Fires in Los Angeles: ‘Everything is gone’
Professional chef Daron Anderson always tells people he was “born in the kitchen”—literally.
The 45-year-old was born in a home birth at 295 West Las Flores Drive, where he lived with his mother until this week.
On Thursday, he stepped over charred debris where his kitchen used to be in Altadena, a tight-knit neighborhood in Northeast Los Angeles.
He searched for his cast-iron pans in the hope they might have survived the blaze, one of several historic blazes burning in the area that killed at least 16 people and decimated multiple communities and left thousands homeless.
Across the street – at number 296 – his friend Rachel’s house is also in ashes. The neighboring house – 281 – where he enjoyed family parties, has disappeared.
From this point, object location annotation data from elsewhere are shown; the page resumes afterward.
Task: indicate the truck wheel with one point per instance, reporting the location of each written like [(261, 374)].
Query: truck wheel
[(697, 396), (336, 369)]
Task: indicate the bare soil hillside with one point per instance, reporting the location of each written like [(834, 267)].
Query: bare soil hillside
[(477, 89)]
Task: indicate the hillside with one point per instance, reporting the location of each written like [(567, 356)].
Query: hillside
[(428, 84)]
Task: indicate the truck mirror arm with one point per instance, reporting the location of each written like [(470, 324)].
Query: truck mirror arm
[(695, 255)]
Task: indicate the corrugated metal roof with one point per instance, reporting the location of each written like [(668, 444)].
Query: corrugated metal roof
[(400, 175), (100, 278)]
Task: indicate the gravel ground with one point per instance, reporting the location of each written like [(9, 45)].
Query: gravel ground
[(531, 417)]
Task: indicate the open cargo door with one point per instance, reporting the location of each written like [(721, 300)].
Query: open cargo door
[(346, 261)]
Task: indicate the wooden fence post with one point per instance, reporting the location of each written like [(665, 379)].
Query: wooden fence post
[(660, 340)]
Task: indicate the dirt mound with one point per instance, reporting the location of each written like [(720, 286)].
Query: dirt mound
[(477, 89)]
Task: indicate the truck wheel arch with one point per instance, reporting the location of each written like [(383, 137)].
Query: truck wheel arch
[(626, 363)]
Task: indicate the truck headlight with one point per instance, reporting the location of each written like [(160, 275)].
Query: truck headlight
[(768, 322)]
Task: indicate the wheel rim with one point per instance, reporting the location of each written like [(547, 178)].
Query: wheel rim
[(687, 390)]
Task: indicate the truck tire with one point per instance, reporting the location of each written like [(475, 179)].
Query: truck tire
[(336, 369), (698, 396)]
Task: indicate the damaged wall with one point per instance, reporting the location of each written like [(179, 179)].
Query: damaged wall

About three blocks away, on Devirian Place, where his girlfriend lived, some neighbors used garden hoses to fend off the roaring fire that would engulf their homes.
Now they, too, are searching for precious items in the ruins, after a fire destroyed this entire community nestled in the shadow of the San Gabriel Mountains.
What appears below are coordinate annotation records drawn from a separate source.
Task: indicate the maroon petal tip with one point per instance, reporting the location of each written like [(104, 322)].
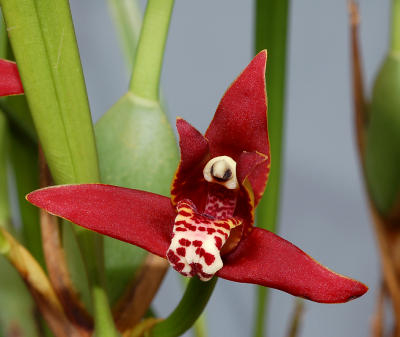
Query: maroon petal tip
[(140, 218), (266, 259)]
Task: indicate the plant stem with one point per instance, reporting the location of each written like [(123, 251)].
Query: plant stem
[(188, 310), (43, 41), (271, 34), (128, 21), (261, 309), (4, 203), (395, 47), (146, 74)]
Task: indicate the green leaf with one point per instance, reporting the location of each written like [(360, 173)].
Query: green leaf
[(16, 304), (137, 149), (271, 33), (382, 152), (188, 310), (26, 171), (4, 202), (44, 45), (136, 145)]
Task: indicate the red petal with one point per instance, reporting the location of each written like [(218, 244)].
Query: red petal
[(10, 82), (140, 218), (189, 181), (255, 167), (240, 122), (266, 259)]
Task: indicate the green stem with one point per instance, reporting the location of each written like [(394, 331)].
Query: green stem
[(200, 326), (261, 310), (128, 21), (271, 34), (395, 26), (146, 74), (188, 310), (44, 44), (4, 203), (102, 313)]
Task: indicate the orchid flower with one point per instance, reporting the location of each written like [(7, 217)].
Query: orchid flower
[(207, 227)]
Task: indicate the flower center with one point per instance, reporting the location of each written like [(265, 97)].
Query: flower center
[(198, 237), (222, 170)]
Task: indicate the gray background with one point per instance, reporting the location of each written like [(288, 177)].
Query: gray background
[(323, 205)]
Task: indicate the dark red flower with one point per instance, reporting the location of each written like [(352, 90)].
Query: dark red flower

It all started on Tuesday night.
Santa Ana winds were strong most of the day.
Daron was in his yard shortly after 6:00 PM local time trying to secure the items from flying away.
Across the street, at 296 West Las Flores Drive, Rachel Gillespie was taking down Christmas decorations, worried about her plastic ice boxes and patio furniture.
They exchanged worried looks. “This doesn’t look good, does it?” she noticed.
At that time, they were only worried about the wind.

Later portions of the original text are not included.